Que devons-nous penser de ces contradictions ?
Comme le note très justement le député Lenoir, cette « clause de destination peut apparaître comme une restriction injustifiée des exportations, incompatible avec le droit communautaire ». D’ailleurs, la Commission a condamné GDF-Suez et E.ON, le 8 juillet 2009, au motif qu’ils avaient conclu un accord similaire avec Gazprom.
Au final, ce projet de loi, censé répondre aux injonctions de la Commission et mettre le droit français en conformité avec le droit communautaire, aura pour conséquence de nous mettre une nouvelle fois en infraction avec celui-ci.
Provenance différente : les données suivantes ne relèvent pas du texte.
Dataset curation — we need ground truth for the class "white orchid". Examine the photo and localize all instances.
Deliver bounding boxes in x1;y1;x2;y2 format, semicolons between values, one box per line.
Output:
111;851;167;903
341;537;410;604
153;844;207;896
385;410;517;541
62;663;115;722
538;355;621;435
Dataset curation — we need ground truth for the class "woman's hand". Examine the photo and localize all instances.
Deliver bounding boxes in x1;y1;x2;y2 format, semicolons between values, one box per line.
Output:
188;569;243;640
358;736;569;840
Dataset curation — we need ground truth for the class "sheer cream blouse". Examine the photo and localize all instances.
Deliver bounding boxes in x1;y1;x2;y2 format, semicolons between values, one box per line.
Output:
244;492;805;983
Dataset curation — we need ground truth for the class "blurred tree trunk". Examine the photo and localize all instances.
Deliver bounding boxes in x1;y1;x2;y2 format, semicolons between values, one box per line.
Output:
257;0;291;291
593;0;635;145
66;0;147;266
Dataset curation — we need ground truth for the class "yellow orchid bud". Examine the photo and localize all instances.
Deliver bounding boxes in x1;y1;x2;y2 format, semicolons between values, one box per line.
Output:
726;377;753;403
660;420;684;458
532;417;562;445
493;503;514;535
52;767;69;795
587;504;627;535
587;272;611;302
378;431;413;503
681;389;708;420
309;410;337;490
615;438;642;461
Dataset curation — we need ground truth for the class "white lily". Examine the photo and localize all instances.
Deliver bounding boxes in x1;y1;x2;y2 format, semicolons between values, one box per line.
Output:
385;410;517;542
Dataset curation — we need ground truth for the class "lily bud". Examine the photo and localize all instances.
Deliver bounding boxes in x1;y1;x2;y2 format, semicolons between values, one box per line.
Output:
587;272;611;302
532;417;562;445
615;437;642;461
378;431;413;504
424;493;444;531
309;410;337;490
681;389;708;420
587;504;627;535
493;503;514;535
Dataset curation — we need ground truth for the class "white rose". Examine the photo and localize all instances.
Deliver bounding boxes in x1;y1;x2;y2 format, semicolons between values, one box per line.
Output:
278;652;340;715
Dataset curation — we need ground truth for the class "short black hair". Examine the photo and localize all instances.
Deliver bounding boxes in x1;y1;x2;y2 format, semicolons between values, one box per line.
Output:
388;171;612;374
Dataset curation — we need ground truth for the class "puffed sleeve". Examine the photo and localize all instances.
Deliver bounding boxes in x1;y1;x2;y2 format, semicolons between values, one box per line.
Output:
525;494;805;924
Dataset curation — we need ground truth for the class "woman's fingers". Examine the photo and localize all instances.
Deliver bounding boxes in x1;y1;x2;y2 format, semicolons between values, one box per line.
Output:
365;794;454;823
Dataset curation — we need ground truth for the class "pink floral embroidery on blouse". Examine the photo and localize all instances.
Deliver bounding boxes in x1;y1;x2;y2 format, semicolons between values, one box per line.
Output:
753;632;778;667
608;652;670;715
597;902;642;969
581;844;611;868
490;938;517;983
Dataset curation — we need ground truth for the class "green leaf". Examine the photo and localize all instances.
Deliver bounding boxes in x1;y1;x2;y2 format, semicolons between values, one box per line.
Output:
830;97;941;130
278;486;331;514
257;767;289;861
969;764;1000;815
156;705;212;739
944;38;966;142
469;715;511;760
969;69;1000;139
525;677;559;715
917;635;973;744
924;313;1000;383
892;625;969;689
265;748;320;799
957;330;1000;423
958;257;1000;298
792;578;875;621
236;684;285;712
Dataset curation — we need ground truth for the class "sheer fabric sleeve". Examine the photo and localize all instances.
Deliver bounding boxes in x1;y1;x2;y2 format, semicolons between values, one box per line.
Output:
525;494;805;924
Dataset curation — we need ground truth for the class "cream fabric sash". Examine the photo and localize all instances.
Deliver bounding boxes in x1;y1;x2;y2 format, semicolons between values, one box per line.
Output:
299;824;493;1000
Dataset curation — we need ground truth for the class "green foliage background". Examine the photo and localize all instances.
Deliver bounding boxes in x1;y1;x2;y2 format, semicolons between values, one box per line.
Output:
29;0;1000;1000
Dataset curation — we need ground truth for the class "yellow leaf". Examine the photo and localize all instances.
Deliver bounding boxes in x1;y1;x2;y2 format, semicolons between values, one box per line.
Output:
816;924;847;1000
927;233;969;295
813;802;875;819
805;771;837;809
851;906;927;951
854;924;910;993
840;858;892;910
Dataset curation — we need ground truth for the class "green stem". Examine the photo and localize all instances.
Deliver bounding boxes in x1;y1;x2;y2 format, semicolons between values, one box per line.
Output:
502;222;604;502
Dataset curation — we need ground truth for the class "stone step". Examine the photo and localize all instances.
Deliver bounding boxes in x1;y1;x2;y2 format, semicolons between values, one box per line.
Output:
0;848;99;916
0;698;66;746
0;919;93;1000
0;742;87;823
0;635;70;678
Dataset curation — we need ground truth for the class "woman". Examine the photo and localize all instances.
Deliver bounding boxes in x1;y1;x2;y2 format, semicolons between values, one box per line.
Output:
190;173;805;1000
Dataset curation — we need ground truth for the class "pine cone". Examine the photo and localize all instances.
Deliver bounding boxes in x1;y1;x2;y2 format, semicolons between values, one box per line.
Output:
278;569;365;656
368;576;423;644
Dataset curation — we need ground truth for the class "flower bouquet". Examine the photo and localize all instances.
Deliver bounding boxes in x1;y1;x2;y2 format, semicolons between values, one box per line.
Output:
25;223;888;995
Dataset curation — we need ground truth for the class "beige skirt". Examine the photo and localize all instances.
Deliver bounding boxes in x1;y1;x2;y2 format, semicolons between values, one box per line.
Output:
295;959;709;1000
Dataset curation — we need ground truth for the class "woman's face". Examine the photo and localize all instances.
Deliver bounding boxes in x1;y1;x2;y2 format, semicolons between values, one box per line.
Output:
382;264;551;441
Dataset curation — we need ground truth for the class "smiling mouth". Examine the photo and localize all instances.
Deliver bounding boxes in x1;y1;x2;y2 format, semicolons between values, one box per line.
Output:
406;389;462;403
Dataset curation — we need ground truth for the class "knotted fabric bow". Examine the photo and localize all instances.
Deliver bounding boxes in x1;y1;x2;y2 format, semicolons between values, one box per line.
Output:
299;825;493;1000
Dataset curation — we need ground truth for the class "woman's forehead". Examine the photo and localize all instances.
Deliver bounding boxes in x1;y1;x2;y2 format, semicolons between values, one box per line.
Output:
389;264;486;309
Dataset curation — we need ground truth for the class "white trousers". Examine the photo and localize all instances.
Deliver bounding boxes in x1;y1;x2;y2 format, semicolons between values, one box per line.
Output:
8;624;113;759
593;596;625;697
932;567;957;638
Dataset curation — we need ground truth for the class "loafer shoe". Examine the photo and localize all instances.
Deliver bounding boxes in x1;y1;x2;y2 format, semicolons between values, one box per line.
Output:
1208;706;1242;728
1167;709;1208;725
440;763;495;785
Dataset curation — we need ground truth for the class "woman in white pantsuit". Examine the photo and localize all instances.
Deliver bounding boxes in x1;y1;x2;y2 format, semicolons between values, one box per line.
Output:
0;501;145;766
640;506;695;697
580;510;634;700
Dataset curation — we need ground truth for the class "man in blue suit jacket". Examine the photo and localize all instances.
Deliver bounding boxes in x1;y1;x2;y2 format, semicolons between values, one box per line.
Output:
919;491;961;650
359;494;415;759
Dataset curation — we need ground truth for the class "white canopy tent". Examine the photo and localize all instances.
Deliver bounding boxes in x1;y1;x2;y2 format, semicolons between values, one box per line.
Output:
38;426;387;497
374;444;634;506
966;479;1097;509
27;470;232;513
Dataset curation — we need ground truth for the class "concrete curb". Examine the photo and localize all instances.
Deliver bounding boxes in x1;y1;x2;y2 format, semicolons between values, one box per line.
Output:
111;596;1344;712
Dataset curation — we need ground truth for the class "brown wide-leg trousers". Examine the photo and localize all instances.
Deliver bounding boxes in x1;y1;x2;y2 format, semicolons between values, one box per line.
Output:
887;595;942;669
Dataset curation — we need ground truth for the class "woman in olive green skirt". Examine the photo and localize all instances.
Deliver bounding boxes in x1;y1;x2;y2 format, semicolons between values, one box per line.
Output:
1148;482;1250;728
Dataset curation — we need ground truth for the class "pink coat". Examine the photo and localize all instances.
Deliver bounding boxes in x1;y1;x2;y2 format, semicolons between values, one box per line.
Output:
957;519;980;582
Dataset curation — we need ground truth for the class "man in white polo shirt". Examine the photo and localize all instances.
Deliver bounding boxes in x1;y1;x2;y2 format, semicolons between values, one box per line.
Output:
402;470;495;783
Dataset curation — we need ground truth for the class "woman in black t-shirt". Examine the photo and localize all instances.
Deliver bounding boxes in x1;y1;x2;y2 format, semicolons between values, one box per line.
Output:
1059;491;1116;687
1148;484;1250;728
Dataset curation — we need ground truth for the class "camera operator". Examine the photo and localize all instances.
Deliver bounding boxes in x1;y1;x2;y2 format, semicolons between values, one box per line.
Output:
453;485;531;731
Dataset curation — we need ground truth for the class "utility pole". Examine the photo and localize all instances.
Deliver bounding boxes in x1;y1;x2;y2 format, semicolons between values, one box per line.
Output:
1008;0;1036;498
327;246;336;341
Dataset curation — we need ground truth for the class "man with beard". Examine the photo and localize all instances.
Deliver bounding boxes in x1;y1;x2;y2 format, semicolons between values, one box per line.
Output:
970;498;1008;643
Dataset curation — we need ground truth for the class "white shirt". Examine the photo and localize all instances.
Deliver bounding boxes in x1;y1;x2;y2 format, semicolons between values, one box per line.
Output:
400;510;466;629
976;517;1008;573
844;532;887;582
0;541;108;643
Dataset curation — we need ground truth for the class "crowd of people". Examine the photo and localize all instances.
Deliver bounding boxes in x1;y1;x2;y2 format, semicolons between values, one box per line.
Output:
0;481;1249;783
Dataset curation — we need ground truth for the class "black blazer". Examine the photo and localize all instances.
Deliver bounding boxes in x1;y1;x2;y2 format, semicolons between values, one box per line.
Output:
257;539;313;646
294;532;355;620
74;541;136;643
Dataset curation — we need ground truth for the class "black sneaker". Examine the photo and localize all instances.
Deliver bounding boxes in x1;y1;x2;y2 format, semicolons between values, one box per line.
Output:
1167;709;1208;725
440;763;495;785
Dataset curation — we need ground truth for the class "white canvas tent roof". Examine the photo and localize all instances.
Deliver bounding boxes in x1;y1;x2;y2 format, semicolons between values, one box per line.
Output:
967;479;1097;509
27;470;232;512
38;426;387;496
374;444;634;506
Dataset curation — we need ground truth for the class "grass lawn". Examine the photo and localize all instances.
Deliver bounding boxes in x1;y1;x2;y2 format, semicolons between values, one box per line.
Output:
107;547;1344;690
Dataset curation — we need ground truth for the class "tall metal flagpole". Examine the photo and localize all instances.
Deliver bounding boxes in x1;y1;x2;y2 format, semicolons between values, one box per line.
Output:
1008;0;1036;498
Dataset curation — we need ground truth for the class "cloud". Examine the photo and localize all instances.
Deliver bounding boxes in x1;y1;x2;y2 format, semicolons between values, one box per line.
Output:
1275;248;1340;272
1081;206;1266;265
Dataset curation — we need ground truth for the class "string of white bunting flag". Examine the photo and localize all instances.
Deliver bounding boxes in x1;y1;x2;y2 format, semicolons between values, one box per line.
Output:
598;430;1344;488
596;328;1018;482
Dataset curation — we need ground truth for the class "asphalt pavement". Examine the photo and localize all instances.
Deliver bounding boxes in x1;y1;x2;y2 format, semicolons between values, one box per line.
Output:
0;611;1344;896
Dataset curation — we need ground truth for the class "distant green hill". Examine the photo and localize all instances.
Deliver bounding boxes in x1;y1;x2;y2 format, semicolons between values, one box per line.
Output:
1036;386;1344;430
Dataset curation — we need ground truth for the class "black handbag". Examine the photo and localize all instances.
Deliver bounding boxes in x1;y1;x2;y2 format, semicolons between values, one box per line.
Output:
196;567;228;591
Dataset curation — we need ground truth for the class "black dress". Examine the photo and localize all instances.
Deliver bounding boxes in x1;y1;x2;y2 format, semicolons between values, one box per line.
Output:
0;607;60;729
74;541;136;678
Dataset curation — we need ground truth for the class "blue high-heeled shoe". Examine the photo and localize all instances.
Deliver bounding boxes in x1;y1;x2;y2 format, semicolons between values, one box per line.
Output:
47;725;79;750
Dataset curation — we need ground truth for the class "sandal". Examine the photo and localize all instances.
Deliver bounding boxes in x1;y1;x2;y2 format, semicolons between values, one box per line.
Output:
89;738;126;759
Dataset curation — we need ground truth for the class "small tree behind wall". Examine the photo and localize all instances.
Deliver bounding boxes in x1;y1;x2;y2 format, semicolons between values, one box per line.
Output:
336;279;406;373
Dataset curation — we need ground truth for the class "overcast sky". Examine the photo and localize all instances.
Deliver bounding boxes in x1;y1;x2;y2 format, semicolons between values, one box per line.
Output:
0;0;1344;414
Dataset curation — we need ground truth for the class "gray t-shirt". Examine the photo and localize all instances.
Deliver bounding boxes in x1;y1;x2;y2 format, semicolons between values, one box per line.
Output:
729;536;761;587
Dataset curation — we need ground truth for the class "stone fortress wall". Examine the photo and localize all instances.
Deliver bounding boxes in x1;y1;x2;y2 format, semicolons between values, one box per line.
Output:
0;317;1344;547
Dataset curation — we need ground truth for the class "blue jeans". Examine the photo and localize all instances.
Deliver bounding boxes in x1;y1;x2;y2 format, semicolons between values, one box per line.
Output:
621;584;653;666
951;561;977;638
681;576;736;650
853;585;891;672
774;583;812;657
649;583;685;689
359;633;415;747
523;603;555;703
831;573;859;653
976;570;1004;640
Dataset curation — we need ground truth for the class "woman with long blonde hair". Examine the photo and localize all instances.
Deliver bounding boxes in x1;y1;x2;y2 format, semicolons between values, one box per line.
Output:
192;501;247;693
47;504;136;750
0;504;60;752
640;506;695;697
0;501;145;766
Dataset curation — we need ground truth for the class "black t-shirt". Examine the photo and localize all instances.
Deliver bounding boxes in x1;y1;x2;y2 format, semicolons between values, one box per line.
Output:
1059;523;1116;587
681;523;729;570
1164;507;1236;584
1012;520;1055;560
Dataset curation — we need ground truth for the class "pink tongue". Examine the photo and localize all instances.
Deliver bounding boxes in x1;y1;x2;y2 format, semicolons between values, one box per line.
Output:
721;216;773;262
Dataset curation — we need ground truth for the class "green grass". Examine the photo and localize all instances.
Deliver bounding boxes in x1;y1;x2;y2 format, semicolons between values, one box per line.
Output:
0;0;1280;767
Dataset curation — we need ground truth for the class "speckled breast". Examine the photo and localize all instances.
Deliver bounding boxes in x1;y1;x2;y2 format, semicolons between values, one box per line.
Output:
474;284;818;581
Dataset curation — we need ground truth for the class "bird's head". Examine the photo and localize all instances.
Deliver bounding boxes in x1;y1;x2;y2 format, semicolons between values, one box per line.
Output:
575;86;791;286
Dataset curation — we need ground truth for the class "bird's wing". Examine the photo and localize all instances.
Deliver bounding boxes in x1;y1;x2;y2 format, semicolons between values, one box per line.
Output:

Si d’aventure un recours était formé auprès de la Cour de justice des Communautés européennes, il y a fort à parier que cette clause serait déclarée incompatible avec le principe de libre circulation des biens et des marchandises, et avec la prohibition de tout obstacle aux frontières.
Pourtant, la suppression de cette clause entraînerait sûrement le marché de l’électricité nucléaire, aujourd’hui préservé, sur la pente redoutable de la spéculation financière. Nous sommes alors en droit de nous interroger : monsieur le secrétaire d’État, le Gouvernement a-t-il pris la mesure de la crise économique et sociale que nous traversons ?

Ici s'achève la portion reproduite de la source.